Difference Between Seeds and Seedlings
Seeds vs Seedlings
If you are fond of gardening, you may already know a lot about seeds and seedlings. But for those who are new to this talk, they often treat the two as one and the same.
Seeds and seedlings are different from each other. To put it simply, a seed is a seed ‘“ a tiny embryonic plant that is encapsulated in a shell called the seed coat. What’s inside can also be some stored food. Seeds in actuality are the end result of a ripened ovule of seed bearing plants (gymnosperms) and flowering plants (angiosperms) that follow the fertilization process. On the other hand, a seedling is also a seed but has just sprouted. It is therefore a baby or an infant plant.
The main question between the two is what to use in vegetable gardening. Some say using seeds are best while others claim that seedlings are far better. Well, both have their pros and cons and the usage of either one depends on the situation or need. If you are dealing with plants that have long growing seasons then you can use seeds if you are in warmer climate regions. But if you are in fast changing warm to cold climate areas then it may be best to use seedlings for that same plant.

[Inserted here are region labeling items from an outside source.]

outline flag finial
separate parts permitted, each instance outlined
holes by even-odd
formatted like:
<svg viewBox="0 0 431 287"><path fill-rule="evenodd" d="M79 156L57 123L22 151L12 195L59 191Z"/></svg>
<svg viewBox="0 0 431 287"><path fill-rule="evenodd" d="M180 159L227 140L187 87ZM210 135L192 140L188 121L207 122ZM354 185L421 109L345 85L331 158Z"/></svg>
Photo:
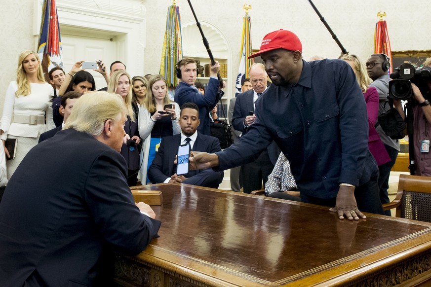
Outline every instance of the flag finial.
<svg viewBox="0 0 431 287"><path fill-rule="evenodd" d="M386 17L386 12L379 11L377 12L377 17L380 17L380 21L383 21L383 17Z"/></svg>
<svg viewBox="0 0 431 287"><path fill-rule="evenodd" d="M248 10L251 10L251 5L247 4L246 3L244 5L242 5L242 9L245 10L245 14L248 14Z"/></svg>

There are many techniques in planting seeds. These methods also vary depending on what type of seed you’d like to grow. Some seeds just need to be placed at the surface of your seed-raising mix while other seeds need to be buried a little deeper. Seedlings are usually transplanted so as long as the plant is a kind that transplants well then go for seedlings and not seeds.
In general, the majority of seeds for vegetable or fruit gardening grow slower compared to seedlings. Most seedlings germinate in 2 weeks or less. At this same time, they have already penetrated a little firmly on the ground. Giving them 2 to 3 more weeks would make the seedling look like ordinary young plants. Take note, there are some vegetables whose germination rate are slower than most plants so even if you plant them as seedlings you shouldn’t expect them to mature soon. Because of this nature, seeds are often a lot cheaper compared to buying seedlings that already have some minor roots and premature stems.
Choosing which item to use for your garden is really a matter of personal preference, knowledge of your plant’s growing season, and also on the urgency of your harvest ‘“ like if you want to reap your fruits or vegetables a lot quicker or not.
1. Seeds are seeds (encapsulated embryonic plants) while seedlings are seeds that have just sprouted.
2. Seeds usually grow a lot slower compared to seedlings.
3. Seeds are generally less expensive than seedlings.